Like most people, I was drawn initially to Vermeer by the luminosity of his color and the beautiful light that seems to drench his interiors.  “Woman Reading a Letter” and “The Milkmaid” are two of my favorites.  A soft, lambent light pervades each scene, allowing the colors, especially the blues, to glow with an inner richness.  
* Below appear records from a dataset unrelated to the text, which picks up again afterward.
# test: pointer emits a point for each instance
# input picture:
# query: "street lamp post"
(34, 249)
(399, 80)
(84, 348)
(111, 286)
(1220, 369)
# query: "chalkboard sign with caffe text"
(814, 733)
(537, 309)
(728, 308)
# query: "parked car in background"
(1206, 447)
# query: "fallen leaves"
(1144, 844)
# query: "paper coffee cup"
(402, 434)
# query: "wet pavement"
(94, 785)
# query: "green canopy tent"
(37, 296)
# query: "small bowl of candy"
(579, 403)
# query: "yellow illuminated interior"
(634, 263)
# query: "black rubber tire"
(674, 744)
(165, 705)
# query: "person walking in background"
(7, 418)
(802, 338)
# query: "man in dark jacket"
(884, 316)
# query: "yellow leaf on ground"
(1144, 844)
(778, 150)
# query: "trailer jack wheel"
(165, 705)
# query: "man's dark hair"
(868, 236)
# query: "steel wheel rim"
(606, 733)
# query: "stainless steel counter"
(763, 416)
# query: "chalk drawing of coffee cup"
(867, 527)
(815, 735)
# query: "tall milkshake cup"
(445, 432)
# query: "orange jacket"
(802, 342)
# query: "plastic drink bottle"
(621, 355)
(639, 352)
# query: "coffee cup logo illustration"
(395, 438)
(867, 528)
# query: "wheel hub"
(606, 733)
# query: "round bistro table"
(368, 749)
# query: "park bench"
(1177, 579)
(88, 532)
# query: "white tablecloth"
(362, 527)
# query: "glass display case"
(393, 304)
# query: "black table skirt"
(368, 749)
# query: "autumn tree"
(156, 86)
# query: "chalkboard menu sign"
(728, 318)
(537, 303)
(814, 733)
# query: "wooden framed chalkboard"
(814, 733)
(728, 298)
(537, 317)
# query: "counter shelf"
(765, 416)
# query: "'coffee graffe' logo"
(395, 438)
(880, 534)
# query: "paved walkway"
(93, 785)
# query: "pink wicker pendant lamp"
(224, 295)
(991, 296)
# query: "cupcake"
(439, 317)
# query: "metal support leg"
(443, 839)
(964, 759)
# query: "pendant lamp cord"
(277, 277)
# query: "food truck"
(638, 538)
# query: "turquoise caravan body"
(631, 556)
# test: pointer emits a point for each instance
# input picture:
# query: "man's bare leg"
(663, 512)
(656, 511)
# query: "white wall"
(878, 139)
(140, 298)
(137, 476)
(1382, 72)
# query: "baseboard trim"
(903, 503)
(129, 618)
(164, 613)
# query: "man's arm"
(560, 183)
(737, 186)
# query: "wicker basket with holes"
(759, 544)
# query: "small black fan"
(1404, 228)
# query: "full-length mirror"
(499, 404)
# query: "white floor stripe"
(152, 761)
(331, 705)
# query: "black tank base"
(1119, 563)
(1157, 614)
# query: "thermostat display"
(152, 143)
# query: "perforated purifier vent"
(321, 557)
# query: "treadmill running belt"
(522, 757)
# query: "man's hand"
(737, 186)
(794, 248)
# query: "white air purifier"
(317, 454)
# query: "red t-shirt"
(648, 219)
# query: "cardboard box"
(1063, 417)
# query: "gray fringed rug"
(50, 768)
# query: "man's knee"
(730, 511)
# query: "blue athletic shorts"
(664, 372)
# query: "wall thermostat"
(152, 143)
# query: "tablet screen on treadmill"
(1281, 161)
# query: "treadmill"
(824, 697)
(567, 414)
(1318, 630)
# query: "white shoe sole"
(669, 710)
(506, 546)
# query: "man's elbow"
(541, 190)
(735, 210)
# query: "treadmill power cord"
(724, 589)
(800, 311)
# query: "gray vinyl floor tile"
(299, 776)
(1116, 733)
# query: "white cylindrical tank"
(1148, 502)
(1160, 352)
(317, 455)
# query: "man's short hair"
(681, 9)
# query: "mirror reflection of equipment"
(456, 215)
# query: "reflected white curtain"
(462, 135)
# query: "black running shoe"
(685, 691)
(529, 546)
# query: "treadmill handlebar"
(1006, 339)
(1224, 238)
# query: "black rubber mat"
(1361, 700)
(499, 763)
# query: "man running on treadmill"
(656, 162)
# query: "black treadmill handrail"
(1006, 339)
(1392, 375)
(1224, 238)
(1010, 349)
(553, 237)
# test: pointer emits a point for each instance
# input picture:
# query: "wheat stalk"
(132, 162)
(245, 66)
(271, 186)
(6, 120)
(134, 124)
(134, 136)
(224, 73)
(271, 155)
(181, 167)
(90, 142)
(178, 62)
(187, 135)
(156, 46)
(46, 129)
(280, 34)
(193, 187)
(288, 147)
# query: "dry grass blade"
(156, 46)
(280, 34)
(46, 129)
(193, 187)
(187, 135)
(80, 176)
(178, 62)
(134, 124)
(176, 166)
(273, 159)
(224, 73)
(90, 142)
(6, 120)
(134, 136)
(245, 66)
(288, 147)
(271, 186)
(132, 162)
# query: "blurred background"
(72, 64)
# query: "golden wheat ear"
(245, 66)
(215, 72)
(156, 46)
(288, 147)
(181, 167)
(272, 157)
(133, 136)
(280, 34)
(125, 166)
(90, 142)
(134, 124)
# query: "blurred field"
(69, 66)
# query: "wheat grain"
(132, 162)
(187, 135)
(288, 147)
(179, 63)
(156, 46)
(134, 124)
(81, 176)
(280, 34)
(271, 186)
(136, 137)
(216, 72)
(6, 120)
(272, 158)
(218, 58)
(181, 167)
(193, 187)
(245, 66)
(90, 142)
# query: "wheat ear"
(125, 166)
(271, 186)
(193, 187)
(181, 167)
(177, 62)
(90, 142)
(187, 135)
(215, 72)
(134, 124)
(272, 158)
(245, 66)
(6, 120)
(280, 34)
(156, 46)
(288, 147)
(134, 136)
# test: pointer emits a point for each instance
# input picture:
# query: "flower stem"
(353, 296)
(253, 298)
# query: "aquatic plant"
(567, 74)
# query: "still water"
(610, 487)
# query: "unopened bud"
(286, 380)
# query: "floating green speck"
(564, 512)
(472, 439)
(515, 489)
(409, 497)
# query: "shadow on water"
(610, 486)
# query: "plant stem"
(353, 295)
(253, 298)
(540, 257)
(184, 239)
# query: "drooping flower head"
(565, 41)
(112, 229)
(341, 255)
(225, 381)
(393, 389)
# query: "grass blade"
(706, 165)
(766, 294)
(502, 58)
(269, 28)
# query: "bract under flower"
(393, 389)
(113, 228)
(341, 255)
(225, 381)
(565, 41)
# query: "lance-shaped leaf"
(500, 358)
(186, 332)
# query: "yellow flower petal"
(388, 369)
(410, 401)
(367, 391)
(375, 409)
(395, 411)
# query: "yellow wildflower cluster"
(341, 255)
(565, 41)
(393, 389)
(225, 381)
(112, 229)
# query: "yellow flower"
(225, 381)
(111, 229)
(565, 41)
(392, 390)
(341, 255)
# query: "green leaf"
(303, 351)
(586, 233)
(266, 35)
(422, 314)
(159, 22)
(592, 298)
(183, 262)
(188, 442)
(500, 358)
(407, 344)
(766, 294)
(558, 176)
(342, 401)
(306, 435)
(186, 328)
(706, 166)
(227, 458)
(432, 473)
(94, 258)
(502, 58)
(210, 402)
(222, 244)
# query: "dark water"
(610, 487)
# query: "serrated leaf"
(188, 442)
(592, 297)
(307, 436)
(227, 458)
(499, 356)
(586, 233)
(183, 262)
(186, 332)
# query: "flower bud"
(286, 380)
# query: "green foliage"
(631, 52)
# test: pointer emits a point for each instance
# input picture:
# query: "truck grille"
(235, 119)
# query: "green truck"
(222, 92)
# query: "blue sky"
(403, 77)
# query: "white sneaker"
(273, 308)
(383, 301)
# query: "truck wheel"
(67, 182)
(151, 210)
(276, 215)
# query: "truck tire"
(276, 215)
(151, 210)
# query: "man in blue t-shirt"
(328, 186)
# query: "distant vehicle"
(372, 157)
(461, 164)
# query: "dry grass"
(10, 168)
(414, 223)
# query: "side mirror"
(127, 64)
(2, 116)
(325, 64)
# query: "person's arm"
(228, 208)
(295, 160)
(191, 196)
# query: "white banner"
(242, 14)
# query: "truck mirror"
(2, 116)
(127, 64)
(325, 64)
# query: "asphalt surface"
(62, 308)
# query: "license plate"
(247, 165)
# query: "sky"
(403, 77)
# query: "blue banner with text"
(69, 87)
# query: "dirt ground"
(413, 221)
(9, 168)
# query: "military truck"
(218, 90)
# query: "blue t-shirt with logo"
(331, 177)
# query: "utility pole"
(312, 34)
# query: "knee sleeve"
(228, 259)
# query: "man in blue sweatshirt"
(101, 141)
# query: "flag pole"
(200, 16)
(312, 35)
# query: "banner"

I didn't know about his landscapes until some time later.  They are similar to his interiors in that they show a mastery of color.  What's most interesting, though, is that they show a level of near-photographic detail and realism not found in his interiors.  We don't really know for sure, but some art historians believe that Vermeer used an optical aid, such as a camera lucida or camera obscura, to help in constructing his paintings.

View of Delft
Oil on canvas, c.1660 - c.1661
Mauritshuis

In my mind, “View of Delft” is an unimaginative landscape although well-constructed.  It fits a model that will be used for the next few hundred years, all the way to John Constable and beyond:  four horizontal planes consisting of sky, city, water and a dry place to stand on.  The dark boat on the right is balanced by the figures on the left.  There is one strange thing, though, and that is the heavy cloud mass above.  It is dark enough that it unbalances the painting on the vertical axis and seems, well, ominous—a contrast to the idyllic scene below.  I think that Vermeer was hoping for less sky, but this was the only canvas he had, and he had somehow to fill up that empty region toward the top.  We landscape painters run into this problem when we want to paint a vista but have on hand only a squarish canvas.  His painting works better with a crop, as here:


"View of Delft" - Cropped

The most “modern” of his two landscapes, and my favorite, is “The Little Street.”  One doesn't see many vertically-oriented paintings of buildings from this period.  Plus, the scene is tightly-cropped, slicing off the right part of the building, putting the focus on the figure in the doorway on the bottom right.  It's almost like a snapshot, and it brings to mind how the French Impressionists used photographic references in their paintings.  You almost have to jump to the 19th century to see this kind of design.  The painting also tends more to the monochromatic than any of Vermeer's other works and consists mostly of dull brick-red and tints of yellow ochre, with the only contrasting color being a tiny patch of dull blue in the sky.